In the document I just quoted, “Re-collecting our past,” by the collective La Banquise, which included Dauve but also offered a critique of the articles he had written for Mouvement Communiste (which we know as Eclipse and Reemergence) the problematic is phrased as a curious blend of acceptance and refusal:

In the will to go on mass strike there lay a refusal; in the manner of conducting that strike, and in particular of abandoning it to the trade unions, only in order to rebel   against them at the end when they had scuppered it, there lay an acceptance.

I recognize this blend of acceptance and refusal in most significant struggles of the 50 years since, upending our notions of reform, insurrection, social movement, and revolution. This post can’t possibly summarize the full answer to this problematic—that’s for another day, or a formal essay—and by all means there is still much that remains unanswered in the global 68, much that can only be answered with the practical overcoming of the impasses such a moment leaves.

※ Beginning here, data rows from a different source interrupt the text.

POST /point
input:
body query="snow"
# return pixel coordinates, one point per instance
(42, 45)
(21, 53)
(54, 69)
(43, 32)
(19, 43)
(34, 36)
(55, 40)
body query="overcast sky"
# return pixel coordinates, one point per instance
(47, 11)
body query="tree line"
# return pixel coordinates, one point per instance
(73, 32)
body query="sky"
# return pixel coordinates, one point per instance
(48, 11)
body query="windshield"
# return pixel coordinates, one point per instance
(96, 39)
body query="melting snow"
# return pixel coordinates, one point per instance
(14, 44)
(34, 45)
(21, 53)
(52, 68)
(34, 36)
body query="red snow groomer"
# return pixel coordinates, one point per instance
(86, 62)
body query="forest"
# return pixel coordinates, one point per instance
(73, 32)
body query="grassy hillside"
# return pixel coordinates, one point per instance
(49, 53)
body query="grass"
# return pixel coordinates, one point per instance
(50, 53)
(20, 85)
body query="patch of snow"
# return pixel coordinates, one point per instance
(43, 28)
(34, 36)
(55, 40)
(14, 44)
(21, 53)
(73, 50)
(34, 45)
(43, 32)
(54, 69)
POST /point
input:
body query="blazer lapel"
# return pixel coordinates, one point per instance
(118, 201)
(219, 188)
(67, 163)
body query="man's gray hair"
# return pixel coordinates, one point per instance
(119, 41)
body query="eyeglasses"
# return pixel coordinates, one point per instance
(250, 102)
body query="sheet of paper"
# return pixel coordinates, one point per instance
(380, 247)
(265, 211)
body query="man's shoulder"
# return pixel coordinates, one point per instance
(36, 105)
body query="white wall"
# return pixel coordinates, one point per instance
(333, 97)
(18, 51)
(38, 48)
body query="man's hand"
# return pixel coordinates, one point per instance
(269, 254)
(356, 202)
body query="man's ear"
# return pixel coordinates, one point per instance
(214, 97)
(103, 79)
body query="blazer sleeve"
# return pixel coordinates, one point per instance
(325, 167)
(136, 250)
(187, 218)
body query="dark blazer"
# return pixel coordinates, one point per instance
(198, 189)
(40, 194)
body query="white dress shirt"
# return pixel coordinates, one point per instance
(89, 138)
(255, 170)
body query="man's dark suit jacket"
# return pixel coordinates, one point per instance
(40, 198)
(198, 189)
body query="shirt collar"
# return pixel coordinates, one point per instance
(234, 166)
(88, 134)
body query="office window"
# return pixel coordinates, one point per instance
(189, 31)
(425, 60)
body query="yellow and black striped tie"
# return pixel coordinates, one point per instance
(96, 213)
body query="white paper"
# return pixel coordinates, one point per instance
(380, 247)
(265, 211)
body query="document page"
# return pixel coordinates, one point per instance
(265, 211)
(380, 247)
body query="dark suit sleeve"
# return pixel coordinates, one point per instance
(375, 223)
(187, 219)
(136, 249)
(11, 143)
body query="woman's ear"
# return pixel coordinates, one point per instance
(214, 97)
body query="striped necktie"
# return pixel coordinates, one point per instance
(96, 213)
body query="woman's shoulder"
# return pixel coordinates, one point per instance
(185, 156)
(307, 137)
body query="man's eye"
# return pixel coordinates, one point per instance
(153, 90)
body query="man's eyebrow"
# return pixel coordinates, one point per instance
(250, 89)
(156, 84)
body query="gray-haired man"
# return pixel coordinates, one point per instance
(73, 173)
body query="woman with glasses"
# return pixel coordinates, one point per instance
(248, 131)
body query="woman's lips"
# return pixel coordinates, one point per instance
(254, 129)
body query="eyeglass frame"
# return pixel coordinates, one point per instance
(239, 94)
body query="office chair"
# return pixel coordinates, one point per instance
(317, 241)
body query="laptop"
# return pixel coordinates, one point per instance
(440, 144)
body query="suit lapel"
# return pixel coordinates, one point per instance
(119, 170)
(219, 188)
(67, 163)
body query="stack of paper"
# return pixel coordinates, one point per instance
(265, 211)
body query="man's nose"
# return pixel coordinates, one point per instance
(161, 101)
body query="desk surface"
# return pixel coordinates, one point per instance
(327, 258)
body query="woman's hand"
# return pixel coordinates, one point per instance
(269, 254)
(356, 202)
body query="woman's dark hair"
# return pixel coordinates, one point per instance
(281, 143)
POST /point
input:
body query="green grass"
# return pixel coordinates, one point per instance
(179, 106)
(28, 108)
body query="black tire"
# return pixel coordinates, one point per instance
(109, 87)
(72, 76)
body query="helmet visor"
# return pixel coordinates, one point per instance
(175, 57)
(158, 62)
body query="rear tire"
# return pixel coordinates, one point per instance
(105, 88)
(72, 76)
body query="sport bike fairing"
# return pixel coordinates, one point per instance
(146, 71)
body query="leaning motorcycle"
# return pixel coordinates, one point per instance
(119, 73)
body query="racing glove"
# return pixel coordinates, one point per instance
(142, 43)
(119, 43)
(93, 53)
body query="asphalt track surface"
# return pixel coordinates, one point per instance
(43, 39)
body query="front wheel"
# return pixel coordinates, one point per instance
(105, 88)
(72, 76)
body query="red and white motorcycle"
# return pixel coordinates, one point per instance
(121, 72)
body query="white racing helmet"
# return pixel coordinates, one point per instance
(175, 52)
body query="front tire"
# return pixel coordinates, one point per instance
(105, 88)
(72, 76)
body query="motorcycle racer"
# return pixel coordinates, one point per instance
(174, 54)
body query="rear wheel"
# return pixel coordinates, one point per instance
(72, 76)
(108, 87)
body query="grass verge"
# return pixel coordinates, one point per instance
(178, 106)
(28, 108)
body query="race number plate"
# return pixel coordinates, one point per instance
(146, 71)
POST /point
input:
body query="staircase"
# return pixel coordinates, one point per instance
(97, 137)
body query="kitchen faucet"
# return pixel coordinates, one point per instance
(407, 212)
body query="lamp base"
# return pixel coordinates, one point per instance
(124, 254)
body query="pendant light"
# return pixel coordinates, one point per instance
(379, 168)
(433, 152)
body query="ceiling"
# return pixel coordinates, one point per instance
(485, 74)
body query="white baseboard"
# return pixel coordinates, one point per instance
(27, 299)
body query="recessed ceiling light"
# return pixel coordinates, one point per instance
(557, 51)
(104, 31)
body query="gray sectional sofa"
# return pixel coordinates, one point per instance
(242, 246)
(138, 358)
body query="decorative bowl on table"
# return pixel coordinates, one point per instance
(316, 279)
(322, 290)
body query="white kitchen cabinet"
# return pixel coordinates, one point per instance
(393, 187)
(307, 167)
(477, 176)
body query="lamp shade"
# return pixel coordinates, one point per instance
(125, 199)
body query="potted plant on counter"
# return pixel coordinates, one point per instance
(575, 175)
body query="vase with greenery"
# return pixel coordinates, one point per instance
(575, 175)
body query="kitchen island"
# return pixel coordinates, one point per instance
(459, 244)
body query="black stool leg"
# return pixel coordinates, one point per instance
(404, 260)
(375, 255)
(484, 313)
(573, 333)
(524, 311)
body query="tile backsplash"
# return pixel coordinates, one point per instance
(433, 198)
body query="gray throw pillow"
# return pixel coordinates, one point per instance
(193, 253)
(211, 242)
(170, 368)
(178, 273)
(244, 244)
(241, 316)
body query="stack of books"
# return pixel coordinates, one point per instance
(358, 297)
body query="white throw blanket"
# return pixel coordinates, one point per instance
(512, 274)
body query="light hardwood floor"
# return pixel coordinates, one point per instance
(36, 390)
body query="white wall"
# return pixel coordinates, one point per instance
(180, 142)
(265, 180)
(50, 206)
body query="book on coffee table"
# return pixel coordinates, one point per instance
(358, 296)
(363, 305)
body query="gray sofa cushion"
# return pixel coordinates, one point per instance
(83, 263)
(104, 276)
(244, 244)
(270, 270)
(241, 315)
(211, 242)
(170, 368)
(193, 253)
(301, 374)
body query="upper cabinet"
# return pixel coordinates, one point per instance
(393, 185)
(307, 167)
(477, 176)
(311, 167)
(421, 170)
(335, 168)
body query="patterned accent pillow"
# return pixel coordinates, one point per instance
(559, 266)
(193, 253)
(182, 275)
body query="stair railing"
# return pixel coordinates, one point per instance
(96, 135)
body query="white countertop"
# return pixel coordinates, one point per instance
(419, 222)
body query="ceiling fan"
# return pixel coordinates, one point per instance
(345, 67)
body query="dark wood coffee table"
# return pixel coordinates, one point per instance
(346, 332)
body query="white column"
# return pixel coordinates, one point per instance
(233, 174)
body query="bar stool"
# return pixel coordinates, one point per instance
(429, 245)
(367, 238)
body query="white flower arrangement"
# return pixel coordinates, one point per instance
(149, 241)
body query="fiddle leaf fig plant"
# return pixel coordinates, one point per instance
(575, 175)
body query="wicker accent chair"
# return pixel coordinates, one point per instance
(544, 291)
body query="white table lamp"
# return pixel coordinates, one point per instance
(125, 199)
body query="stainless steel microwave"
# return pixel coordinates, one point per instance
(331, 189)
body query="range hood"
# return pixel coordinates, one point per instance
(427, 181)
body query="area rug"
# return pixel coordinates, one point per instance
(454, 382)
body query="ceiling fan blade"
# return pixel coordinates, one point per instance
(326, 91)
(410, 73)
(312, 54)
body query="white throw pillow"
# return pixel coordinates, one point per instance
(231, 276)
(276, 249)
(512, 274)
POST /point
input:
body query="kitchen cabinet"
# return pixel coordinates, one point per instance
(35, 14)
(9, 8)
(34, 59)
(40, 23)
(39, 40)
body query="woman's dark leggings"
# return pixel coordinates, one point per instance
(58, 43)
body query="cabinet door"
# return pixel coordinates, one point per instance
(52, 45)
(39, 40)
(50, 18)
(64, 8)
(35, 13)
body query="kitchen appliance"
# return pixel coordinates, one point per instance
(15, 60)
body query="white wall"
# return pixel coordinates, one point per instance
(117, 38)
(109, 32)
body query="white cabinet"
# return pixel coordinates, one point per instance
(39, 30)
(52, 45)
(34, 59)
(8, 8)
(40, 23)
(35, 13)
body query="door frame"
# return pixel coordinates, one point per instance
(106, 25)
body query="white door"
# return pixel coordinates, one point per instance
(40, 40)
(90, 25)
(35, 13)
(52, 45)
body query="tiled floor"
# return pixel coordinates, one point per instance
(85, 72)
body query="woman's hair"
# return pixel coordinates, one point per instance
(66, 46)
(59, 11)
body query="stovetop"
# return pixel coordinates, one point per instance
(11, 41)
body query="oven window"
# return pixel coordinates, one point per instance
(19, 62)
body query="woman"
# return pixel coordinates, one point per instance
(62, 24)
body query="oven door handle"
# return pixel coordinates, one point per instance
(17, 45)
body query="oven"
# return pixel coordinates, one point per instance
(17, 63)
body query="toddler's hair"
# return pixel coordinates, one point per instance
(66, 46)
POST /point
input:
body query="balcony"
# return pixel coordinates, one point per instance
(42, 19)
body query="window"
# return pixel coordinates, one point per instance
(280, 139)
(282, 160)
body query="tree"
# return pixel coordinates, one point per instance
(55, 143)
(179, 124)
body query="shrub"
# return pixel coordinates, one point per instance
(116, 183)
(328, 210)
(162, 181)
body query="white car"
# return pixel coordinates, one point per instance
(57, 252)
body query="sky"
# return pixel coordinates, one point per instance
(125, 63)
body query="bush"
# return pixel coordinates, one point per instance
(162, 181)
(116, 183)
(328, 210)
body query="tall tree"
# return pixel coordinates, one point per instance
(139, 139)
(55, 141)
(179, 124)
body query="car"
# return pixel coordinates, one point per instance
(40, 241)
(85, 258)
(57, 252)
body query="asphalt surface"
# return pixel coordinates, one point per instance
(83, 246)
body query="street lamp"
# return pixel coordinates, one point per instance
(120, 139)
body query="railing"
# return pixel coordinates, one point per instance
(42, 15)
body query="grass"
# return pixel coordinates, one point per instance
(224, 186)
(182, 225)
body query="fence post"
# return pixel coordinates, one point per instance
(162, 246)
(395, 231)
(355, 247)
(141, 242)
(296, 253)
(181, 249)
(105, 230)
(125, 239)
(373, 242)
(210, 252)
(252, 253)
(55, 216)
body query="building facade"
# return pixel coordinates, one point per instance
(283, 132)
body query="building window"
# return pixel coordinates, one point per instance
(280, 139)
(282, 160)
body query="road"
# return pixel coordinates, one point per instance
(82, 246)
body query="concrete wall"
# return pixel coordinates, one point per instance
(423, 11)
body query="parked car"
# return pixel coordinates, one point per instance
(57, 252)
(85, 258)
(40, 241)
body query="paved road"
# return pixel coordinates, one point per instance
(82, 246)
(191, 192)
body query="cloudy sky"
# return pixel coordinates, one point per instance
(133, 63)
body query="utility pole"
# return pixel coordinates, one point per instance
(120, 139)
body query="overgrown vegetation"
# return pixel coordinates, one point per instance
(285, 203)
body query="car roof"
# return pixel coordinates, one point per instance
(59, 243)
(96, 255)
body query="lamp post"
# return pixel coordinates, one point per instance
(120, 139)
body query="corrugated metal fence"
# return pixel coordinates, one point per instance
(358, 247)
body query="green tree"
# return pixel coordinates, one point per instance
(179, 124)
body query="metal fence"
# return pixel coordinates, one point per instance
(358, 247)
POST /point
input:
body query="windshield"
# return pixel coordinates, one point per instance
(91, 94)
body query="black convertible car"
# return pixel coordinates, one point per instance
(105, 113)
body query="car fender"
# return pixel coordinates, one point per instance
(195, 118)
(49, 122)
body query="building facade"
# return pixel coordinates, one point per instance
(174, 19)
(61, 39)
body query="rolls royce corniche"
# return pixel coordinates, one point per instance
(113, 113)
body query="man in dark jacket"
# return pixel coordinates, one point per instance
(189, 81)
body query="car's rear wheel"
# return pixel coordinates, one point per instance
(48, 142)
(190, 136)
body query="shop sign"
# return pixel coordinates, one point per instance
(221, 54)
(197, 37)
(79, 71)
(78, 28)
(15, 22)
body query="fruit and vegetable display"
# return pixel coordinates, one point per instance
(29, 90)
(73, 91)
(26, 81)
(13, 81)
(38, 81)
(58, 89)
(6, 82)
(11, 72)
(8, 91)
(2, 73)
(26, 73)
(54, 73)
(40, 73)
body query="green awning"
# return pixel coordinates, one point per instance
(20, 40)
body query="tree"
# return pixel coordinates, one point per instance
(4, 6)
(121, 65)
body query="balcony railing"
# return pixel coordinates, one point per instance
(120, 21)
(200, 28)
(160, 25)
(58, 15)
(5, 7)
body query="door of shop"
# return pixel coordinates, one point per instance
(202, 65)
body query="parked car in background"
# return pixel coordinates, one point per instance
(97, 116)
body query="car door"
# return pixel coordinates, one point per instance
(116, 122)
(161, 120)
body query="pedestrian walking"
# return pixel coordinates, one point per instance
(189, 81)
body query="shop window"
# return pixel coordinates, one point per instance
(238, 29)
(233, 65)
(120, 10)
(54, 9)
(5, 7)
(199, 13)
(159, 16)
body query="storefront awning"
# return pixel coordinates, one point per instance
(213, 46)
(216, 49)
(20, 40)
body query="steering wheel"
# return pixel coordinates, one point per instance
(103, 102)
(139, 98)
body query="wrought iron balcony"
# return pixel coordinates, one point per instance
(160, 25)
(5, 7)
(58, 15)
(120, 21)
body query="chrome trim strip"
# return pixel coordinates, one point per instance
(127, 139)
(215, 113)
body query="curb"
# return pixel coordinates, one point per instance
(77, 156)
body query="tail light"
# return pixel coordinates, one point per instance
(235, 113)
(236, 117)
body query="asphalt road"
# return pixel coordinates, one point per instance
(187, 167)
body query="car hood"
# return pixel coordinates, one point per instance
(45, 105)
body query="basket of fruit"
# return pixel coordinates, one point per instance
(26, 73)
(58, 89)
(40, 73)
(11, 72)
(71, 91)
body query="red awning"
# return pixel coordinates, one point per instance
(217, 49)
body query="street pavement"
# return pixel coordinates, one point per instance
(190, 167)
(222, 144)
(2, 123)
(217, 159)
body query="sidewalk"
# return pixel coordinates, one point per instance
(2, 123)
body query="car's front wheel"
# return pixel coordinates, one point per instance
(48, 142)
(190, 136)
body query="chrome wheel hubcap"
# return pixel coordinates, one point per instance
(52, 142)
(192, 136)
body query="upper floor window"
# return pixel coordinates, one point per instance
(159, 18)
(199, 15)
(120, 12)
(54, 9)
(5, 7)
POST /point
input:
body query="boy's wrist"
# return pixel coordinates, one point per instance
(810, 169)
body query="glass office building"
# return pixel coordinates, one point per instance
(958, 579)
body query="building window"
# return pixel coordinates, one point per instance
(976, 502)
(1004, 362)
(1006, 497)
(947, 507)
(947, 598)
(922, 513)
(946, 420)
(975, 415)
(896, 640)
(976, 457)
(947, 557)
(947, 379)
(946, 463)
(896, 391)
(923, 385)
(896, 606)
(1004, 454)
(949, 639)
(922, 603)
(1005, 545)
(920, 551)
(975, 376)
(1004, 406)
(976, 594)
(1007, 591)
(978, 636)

It’s intriguing to me, though, and I need to know a little more about the entanglement of these groups to say much, that La Banquise quote Theorie Communiste from 1981, right before they attempt to explain the mystery that 68 presented. This is significant because it is TC, in developing an articulation distinct from Gilles Dauve, that in my view begins to work through a possible response to this conundrum, though most of essays that best do so are from the 2000s or later.

All the current problems of the apprehension of the revolution, which one finds to a greater or lesser extent in all the theorisations that are made, stem from the fact that the proletariat can no longer oppose Capital with what is within the capitalist mode of production, or rather, can no longer make the revolution the triumph of that which exists . . . (Théorie Communiste, n° 4, 1981, p. 37)

It it a gnomic formulation, and Theorie Communiste will hardly become clearer as they improve upon it. But if we want to pass into the open plain, we will have to cross those Alps. I leave that for another post.


Part 3: Dec 27, 2020

Catalyst

Socialisme ou Barbarie, the Situationist International and the theory of communization: part three of a series

As noted, the theory of communization that Gilles Dauvé and others developed offers a critique of the ultraleft (which here refers in the main to council communism) by way of the ideas of Amadeo Bordiga. I’ve described this as a synthesis, the production of a new theory of revolution. This synthesis could not have taken place without the presence of a crucial catalyst, the Situationist International.

But first, some background narrative. The confrontation between Bordiga and council communism described above was made possible by an international revival of ultraleft ideas initiated, in part, by defectors from Trotsky’s Fourth International right after the end of the war. In France, the group Socialisme ou Barbarie, in the United States, the circle around CLR James’s Johnson-Forrest Tendency, and in Italy, the writers later associated with operaismo, corresponded during the 1950s and 1960s, repudiating Trotsky’s account of the USSR—they largely converged around a “state capitalism” thesis—and placing special emphasis on spontaneity and workers’ self-activity.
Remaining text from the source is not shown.